On 04/18/2018 10:14 AM, Artem Russakovskii wrote:
Following up here on a related and very serious for us issue.

I took down one of the 4 replicate gluster servers for maintenance today. There are 2 gluster volumes totaling about 600GB. Not that much data. After the server comes back online, it starts auto healing and pretty much all operations on gluster freeze for many minutes.

For example, I was trying to run an ls -alrt in a folder with 7300 files, and it took a good 15-20 minutes before returning.

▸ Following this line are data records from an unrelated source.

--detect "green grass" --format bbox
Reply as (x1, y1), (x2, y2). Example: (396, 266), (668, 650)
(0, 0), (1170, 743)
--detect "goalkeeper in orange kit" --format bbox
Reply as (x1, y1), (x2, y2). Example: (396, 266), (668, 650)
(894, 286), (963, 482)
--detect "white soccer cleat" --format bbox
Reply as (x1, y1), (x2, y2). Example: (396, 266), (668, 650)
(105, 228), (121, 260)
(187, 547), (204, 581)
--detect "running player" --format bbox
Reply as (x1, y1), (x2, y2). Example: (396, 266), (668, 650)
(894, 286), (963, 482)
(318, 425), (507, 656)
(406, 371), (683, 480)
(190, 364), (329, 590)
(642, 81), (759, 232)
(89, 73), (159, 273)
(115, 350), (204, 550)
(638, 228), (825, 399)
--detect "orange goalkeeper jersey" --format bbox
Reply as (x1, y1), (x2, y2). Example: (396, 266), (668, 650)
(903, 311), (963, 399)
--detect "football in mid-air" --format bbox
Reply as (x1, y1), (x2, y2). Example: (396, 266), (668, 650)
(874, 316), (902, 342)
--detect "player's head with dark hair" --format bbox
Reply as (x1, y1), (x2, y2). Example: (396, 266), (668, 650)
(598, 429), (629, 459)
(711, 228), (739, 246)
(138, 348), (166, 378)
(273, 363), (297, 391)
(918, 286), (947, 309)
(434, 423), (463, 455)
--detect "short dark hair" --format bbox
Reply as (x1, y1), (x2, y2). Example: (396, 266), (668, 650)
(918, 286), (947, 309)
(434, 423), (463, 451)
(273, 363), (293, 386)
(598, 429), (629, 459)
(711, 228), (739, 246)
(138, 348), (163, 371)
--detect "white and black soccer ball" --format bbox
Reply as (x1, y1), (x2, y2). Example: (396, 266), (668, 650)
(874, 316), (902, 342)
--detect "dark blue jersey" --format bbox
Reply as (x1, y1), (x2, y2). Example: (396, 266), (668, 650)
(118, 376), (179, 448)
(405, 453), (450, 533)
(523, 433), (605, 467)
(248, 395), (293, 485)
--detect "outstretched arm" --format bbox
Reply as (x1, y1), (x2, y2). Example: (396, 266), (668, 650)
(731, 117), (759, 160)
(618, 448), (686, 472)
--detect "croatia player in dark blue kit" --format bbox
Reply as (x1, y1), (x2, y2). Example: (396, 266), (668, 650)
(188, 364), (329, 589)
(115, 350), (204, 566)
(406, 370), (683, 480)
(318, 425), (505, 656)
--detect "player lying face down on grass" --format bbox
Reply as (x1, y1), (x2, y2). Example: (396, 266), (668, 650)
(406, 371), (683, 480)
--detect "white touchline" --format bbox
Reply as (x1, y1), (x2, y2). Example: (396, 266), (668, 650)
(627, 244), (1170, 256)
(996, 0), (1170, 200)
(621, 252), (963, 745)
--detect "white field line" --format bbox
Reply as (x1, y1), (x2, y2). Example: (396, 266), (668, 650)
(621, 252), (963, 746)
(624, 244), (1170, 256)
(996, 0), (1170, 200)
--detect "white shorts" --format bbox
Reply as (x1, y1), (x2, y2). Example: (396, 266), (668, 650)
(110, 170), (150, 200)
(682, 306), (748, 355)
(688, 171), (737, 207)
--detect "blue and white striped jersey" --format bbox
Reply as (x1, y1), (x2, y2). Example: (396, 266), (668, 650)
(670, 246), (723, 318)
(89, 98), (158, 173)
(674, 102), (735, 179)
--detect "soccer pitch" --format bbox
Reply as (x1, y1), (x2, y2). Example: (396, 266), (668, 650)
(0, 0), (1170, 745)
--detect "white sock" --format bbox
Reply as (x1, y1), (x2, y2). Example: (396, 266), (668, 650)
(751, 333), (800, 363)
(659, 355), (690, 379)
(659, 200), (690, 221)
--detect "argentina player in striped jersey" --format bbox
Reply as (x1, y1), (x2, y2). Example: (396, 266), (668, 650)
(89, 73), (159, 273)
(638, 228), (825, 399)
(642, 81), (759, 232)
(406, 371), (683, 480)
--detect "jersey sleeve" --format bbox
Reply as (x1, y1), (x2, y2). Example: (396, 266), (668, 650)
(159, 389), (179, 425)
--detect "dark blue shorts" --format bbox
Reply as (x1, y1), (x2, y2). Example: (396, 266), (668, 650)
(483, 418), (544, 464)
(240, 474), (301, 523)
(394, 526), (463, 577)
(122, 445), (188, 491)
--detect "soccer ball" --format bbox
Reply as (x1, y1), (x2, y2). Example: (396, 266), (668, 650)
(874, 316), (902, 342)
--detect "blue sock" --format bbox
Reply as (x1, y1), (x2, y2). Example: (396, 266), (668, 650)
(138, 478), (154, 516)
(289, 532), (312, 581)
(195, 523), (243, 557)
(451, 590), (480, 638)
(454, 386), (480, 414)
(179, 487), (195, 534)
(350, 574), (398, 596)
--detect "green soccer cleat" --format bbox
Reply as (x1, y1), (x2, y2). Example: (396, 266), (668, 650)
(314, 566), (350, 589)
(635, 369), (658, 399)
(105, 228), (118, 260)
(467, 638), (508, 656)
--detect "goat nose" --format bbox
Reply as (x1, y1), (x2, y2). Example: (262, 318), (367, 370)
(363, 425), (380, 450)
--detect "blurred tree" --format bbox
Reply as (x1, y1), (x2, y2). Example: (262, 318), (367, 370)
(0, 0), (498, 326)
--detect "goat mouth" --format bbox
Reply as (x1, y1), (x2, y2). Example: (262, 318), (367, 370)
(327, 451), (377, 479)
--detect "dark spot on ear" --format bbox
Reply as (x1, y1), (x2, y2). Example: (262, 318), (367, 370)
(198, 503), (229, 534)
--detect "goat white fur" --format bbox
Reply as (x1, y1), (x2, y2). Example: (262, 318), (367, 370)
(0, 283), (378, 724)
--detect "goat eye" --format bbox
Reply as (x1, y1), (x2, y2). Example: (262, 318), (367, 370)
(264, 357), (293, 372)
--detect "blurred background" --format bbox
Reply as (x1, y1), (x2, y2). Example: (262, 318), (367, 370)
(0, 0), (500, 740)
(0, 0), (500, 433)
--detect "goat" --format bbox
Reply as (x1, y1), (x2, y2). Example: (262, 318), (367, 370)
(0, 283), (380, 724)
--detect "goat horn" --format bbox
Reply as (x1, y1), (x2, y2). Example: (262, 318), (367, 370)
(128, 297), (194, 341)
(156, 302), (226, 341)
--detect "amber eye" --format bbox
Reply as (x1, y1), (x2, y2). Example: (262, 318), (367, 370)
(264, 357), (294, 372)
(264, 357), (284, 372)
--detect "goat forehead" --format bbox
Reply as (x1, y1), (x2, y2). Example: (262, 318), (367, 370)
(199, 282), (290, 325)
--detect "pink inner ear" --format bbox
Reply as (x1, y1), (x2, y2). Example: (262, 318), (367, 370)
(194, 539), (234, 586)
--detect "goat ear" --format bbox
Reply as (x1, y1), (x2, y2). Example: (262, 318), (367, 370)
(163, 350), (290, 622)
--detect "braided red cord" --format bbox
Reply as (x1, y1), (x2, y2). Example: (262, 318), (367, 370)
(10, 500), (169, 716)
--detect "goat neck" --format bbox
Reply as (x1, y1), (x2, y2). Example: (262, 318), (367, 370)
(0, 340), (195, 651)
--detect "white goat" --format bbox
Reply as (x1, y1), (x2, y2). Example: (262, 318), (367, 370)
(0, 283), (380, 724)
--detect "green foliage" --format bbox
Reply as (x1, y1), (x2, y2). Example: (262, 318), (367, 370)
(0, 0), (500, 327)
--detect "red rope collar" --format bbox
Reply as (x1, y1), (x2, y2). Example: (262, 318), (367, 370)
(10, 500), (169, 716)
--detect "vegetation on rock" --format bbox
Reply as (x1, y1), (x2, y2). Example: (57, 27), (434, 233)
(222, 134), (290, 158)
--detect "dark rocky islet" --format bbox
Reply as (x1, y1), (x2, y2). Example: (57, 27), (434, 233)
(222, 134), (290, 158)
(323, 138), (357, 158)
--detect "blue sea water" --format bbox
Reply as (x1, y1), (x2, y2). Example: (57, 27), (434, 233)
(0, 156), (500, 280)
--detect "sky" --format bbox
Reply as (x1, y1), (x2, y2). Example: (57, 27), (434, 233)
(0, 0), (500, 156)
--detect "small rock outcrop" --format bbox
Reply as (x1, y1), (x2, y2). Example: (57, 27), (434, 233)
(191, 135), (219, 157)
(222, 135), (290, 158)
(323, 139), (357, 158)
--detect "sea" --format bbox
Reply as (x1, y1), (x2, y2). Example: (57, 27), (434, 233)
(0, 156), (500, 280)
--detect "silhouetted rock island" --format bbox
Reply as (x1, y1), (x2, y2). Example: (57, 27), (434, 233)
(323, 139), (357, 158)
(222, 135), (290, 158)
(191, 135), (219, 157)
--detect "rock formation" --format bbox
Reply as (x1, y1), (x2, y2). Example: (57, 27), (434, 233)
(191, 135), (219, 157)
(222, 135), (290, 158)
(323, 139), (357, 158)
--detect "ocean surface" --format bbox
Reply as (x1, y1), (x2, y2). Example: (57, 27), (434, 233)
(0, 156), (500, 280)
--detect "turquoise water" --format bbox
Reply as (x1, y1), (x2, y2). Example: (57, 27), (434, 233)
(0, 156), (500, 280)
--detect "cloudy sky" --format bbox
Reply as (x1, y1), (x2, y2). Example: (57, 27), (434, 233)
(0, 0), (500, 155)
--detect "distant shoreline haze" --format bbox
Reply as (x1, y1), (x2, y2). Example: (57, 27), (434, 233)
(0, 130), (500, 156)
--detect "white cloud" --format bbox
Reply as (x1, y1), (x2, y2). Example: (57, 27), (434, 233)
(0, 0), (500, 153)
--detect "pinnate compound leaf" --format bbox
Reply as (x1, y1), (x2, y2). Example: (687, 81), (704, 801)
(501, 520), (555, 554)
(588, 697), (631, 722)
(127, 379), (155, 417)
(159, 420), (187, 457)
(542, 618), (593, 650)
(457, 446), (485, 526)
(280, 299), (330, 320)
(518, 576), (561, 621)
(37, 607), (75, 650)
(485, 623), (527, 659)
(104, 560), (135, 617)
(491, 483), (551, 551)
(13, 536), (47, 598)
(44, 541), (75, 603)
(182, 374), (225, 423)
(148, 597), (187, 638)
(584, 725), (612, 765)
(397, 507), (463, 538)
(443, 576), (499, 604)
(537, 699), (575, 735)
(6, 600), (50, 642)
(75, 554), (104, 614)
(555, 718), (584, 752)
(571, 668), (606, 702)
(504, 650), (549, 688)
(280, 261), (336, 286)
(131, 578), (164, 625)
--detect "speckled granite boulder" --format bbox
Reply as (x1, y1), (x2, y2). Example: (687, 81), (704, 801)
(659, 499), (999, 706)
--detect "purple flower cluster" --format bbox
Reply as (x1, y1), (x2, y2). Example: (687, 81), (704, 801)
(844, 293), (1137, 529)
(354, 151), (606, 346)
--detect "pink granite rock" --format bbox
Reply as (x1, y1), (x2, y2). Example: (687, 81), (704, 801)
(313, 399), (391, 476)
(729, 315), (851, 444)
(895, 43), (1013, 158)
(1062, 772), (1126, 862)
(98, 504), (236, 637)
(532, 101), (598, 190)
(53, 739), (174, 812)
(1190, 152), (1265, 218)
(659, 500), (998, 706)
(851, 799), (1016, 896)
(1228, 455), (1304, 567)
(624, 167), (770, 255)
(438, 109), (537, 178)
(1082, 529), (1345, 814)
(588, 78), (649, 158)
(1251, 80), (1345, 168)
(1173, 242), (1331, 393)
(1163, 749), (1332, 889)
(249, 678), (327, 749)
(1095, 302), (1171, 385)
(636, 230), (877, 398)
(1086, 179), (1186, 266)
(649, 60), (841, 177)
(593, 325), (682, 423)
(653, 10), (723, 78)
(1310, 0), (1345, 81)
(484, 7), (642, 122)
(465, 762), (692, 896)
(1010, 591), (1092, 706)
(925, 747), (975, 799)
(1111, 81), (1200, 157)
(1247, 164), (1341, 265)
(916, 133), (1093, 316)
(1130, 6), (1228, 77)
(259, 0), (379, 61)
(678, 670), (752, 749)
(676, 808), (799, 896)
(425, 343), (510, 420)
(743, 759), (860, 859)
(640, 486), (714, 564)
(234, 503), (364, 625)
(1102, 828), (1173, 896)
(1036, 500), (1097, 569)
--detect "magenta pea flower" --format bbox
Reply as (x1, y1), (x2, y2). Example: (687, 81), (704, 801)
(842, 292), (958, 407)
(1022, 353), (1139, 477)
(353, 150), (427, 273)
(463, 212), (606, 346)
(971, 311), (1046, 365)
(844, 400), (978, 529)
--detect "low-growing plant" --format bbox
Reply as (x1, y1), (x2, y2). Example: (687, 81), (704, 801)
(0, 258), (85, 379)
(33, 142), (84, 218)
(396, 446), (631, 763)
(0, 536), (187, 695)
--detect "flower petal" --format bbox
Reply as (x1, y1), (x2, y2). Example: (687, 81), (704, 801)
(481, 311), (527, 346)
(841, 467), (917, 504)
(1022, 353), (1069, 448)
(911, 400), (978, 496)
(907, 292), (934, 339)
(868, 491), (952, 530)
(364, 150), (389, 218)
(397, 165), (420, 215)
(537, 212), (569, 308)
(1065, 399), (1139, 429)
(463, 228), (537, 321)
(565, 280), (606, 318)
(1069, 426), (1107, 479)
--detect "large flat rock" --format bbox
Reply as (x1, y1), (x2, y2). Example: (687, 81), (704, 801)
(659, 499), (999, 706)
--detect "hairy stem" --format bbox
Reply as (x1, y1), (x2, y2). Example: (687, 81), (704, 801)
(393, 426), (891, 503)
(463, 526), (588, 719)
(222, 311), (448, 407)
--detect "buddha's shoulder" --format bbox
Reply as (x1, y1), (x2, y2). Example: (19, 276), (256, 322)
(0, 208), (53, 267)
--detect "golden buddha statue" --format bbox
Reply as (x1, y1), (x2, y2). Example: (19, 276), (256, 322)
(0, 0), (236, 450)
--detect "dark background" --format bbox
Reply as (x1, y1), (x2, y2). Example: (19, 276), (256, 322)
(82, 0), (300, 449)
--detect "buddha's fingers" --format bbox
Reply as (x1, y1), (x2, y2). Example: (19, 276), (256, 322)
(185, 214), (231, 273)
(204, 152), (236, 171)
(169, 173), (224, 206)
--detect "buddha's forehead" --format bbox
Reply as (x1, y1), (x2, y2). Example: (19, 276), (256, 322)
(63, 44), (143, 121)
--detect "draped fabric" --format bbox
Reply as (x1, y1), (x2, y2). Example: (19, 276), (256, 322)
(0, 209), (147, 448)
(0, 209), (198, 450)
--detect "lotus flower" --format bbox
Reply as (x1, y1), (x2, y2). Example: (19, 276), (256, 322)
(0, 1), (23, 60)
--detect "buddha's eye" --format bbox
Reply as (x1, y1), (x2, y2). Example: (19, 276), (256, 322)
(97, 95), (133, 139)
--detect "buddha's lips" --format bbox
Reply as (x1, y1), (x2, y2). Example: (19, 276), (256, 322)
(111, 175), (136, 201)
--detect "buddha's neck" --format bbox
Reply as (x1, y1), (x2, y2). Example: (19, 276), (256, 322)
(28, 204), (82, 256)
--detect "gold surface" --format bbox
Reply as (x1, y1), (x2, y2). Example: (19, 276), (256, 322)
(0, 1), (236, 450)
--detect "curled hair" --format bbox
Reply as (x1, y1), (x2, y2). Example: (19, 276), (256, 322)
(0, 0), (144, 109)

During this time, I can see iostat show 100% utilization on the brick, heal status takes many minutes to return, glusterfsd uses up tons of CPU (I saw it spike to 600%). gluster already has massive performance issues for me, but healing after a 4-hour downtime is on another level of bad perf.

For example, this command took many minutes to run:

gluster volume heal androidpolice_data3 info summary
Brick nexus2:/mnt/nexus2_block4/androidpolice_data3
Status: Connected
Total Number of entries: 91
Number of entries in heal pending: 90
Number of entries in split-brain: 0
Number of entries possibly healing: 1

Brick forge:/mnt/forge_block4/androidpolice_data3
Status: Connected
Total Number of entries: 87
Number of entries in heal pending: 86
Number of entries in split-brain: 0
Number of entries possibly healing: 1

Brick hive:/mnt/hive_block4/androidpolice_data3
Status: Connected
Total Number of entries: 87
Number of entries in heal pending: 86
Number of entries in split-brain: 0
Number of entries possibly healing: 1

Brick citadel:/mnt/citadel_block4/androidpolice_data3
Status: Connected
Total Number of entries: 0
Number of entries in heal pending: 0
Number of entries in split-brain: 0
Number of entries possibly healing: 0


Statistics showed a diminishing number of failed heals:
...
Ending time of crawl: Tue Apr 17 21:13:08 2018

Type of crawl: INDEX
No. of entries healed: 2
No. of entries in split-brain: 0
No. of heal failed entries: 102

Starting time of crawl: Tue Apr 17 21:13:09 2018

Ending time of crawl: Tue Apr 17 21:14:30 2018

Type of crawl: INDEX
No. of entries healed: 4
No. of entries in split-brain: 0
No. of heal failed entries: 91

Starting time of crawl: Tue Apr 17 21:14:31 2018

Ending time of crawl: Tue Apr 17 21:15:34 2018

Type of crawl: INDEX
No. of entries healed: 0
No. of entries in split-brain: 0
No. of heal failed entries: 88
...

Eventually, everything heals and goes back to at least where the roof isn't on fire anymore.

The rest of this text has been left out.